Thanks for the replies Yuta!
That sounds great, then I agree using an absolute pointer in place of relative is the way to go. However, does WASM support loading and linking multiple wasm files on the client side? How does symbol resolution work in that case? If there's the equivalent of an import table or GOT, it might still be interesting to have something like RelativeIndirectablePointer
, but with an absolute address, to still be able to avoid up-front load time costs for cold metadata structures.
I wouldn't expect an extra added argument and return to have that much overhead, and it seems like it'd be a reasonably tractable peephole optimization for WASM code generators to elide the argument materialization if it were passed an undef value. I would be concerned that, even if you patch up the compiler to thunk instead of assuming the ABIs match up, we still assume that nonthrowing functions are ABI-compatible with throwing functions fairly pervasively through the runtime, and that existing Swift code in the wild may also be relying on that assumption.

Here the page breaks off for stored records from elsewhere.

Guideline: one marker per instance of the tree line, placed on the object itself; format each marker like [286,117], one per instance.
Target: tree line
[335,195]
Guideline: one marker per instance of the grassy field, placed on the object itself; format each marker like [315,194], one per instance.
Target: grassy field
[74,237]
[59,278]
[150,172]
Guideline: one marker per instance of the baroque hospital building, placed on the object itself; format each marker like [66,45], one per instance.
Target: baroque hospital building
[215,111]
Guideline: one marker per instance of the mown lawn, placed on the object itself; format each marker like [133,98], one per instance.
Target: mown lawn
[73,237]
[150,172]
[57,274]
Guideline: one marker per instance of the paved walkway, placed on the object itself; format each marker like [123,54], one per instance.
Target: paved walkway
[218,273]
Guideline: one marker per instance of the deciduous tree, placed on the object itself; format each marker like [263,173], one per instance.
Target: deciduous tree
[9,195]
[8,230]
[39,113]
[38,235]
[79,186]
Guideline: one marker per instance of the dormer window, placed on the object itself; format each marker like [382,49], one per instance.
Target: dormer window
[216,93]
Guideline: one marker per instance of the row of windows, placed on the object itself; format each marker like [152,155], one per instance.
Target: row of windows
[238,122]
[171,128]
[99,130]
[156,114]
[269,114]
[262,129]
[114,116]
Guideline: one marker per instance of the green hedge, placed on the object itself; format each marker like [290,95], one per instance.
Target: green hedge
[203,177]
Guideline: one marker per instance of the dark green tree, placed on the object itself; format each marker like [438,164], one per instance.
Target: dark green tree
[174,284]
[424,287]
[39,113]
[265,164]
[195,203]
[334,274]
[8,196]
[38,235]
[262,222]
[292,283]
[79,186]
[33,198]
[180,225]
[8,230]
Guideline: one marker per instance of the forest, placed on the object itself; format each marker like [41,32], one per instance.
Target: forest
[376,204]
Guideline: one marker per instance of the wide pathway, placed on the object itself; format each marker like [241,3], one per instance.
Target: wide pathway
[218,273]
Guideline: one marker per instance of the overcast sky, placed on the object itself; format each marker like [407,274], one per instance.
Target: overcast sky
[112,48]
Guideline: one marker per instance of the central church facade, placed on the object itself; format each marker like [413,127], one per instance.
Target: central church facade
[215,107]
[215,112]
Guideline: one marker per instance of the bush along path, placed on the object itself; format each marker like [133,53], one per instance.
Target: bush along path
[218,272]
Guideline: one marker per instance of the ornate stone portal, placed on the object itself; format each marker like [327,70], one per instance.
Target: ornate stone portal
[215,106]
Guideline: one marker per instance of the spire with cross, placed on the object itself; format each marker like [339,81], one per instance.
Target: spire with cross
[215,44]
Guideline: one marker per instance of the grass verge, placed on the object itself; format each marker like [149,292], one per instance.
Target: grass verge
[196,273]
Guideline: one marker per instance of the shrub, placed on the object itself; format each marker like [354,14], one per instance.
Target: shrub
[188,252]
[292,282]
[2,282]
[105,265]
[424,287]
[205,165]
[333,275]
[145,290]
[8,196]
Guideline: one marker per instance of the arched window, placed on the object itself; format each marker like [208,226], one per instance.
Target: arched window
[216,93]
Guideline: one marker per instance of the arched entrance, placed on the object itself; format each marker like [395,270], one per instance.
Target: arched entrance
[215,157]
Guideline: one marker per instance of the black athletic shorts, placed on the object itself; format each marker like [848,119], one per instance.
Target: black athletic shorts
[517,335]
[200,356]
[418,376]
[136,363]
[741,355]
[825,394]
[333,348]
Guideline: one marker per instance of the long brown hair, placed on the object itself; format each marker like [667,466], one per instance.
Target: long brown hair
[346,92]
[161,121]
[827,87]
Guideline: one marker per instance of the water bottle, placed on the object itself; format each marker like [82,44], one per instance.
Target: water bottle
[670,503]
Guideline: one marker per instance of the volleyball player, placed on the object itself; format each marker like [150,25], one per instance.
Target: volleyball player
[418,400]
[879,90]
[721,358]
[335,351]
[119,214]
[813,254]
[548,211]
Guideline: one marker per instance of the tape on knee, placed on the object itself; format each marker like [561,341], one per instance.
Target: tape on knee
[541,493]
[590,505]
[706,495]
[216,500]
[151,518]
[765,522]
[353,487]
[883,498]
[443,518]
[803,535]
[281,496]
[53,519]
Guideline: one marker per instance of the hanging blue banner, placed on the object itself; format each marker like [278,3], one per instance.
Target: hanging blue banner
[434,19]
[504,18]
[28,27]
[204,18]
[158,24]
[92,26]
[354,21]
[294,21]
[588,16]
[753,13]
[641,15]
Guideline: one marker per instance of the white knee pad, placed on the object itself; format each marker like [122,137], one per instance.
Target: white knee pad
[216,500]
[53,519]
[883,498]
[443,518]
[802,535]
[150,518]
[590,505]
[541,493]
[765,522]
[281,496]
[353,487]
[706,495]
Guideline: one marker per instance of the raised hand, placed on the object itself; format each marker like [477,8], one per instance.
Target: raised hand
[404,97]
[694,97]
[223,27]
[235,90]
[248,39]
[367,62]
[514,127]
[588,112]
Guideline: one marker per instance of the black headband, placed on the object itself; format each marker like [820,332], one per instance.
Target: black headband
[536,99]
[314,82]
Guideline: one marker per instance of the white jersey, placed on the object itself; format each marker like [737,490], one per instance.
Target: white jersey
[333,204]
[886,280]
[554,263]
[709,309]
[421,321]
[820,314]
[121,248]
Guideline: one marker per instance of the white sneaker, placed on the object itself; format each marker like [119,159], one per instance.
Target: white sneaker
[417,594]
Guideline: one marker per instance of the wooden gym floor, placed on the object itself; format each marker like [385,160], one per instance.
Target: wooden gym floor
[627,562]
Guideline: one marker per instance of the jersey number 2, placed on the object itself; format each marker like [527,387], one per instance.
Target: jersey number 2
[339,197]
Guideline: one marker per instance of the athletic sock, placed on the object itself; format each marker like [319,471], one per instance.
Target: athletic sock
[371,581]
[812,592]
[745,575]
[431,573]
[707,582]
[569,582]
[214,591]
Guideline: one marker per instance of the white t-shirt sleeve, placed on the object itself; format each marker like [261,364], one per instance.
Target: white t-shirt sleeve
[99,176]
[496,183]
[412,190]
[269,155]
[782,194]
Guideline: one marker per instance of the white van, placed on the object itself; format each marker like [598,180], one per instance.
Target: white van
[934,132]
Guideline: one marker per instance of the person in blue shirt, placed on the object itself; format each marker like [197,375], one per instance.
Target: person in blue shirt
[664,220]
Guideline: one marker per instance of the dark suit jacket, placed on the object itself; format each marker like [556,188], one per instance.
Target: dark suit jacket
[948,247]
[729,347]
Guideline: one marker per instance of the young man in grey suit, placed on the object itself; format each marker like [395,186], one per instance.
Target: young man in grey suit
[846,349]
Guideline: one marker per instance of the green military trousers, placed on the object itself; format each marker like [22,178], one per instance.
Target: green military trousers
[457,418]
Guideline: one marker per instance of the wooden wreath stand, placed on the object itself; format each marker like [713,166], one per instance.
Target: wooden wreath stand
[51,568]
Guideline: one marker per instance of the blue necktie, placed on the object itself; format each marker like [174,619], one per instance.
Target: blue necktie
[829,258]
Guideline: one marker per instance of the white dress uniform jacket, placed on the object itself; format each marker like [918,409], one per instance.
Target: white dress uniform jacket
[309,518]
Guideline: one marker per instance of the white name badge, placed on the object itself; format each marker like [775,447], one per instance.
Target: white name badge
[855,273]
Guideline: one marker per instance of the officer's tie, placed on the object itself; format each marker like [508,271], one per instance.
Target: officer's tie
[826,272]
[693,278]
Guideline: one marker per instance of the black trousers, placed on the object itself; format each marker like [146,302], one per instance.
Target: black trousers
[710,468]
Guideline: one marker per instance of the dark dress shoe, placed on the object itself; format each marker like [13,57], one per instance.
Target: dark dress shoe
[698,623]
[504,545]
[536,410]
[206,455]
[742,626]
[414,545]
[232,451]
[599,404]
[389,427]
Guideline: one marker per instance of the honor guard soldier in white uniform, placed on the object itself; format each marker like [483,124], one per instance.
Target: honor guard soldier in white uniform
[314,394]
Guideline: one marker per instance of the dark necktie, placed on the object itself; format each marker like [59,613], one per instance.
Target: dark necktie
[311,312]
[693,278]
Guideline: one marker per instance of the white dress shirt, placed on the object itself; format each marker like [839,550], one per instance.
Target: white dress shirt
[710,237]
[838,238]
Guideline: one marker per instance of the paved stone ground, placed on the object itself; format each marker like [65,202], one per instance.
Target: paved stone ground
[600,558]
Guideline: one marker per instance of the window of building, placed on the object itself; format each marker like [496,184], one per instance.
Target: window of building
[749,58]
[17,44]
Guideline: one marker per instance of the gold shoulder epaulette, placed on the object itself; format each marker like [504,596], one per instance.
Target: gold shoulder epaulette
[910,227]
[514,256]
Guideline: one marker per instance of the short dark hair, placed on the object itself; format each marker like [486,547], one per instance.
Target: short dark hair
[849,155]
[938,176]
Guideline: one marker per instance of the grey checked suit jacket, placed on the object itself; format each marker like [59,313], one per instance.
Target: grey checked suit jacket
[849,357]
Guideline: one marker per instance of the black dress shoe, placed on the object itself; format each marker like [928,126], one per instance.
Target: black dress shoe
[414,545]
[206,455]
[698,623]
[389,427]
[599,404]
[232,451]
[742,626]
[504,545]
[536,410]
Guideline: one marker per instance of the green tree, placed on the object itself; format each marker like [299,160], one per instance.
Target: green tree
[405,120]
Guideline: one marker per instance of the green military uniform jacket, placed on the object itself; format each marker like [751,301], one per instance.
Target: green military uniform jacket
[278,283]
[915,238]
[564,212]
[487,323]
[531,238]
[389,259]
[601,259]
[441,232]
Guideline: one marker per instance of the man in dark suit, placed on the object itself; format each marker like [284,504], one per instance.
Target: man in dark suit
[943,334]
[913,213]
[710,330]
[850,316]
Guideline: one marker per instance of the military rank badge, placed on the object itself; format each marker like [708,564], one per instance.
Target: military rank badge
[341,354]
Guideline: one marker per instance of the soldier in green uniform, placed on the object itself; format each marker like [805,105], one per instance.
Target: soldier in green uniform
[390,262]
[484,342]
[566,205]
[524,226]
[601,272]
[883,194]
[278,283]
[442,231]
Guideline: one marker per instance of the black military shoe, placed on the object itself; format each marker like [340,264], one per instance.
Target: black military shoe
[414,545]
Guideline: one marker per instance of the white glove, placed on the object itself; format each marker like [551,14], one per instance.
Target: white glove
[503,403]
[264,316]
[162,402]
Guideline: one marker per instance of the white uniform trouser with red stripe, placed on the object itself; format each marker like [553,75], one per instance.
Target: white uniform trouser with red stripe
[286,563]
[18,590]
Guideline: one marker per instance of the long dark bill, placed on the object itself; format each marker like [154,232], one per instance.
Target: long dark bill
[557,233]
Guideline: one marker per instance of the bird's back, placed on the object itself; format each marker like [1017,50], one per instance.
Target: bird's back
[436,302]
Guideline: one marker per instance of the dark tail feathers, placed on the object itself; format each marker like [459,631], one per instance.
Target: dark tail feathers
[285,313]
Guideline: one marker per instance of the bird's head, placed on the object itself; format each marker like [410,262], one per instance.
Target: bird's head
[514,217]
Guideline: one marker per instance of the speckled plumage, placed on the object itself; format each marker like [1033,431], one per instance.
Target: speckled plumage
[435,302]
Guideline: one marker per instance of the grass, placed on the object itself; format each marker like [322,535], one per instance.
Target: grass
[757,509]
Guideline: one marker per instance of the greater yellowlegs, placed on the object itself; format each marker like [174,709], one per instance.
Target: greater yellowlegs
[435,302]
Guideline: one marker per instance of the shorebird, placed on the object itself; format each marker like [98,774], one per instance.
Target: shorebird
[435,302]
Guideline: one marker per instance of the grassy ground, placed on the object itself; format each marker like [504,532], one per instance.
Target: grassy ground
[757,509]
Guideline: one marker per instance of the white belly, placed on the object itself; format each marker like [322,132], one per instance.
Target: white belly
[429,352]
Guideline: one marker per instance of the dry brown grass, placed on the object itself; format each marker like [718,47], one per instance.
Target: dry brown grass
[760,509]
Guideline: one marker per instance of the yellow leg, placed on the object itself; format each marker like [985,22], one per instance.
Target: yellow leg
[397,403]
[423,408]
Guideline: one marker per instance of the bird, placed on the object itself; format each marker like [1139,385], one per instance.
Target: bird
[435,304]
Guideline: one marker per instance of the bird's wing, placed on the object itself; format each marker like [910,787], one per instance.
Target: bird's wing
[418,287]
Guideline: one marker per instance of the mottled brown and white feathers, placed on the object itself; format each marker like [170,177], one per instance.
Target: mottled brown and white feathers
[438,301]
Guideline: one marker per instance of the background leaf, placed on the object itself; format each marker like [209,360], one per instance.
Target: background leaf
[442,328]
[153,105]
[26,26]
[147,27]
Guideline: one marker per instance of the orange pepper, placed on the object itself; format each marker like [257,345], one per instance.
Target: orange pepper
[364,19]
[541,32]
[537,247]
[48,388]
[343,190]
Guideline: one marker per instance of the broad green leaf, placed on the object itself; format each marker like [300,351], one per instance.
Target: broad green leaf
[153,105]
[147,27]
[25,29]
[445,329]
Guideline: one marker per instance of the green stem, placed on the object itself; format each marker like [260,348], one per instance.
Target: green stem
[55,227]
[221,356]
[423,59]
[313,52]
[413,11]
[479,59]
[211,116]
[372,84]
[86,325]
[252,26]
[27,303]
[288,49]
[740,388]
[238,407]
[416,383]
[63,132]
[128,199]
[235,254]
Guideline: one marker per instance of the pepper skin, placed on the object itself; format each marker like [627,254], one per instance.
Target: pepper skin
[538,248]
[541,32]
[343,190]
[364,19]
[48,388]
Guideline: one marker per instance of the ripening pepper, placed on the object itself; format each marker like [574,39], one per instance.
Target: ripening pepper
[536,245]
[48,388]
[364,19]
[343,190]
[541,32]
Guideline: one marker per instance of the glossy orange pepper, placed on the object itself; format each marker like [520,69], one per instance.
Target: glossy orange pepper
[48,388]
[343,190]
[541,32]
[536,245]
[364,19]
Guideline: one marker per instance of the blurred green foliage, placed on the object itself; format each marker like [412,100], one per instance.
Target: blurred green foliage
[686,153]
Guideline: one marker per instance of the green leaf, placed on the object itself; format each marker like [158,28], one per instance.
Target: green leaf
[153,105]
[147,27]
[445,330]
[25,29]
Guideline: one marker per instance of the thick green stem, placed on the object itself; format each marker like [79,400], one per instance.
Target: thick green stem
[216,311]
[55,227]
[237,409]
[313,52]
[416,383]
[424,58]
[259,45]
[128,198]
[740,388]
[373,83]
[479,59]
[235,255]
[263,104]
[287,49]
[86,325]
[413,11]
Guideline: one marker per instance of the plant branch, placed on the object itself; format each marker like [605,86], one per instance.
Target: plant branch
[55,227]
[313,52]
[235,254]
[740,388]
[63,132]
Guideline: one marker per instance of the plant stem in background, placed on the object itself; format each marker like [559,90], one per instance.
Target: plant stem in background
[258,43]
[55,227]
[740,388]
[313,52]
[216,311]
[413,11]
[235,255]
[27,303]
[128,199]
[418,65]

If it helps, it's also worth noting that the value in the memory pointed to by the swifterror
argument is generally not significant in the calling convention, only the value at the time the function returns. You could probably avoid materializing an argument altogether and just treat it as undefined on function entry and only materialize an extra return. Another possibility might be, if WASM has a native encoding for alternative returns to represent exception handling, to utilize that to represent error returns and throws instead.
In that case, I would simply disable the tests for now.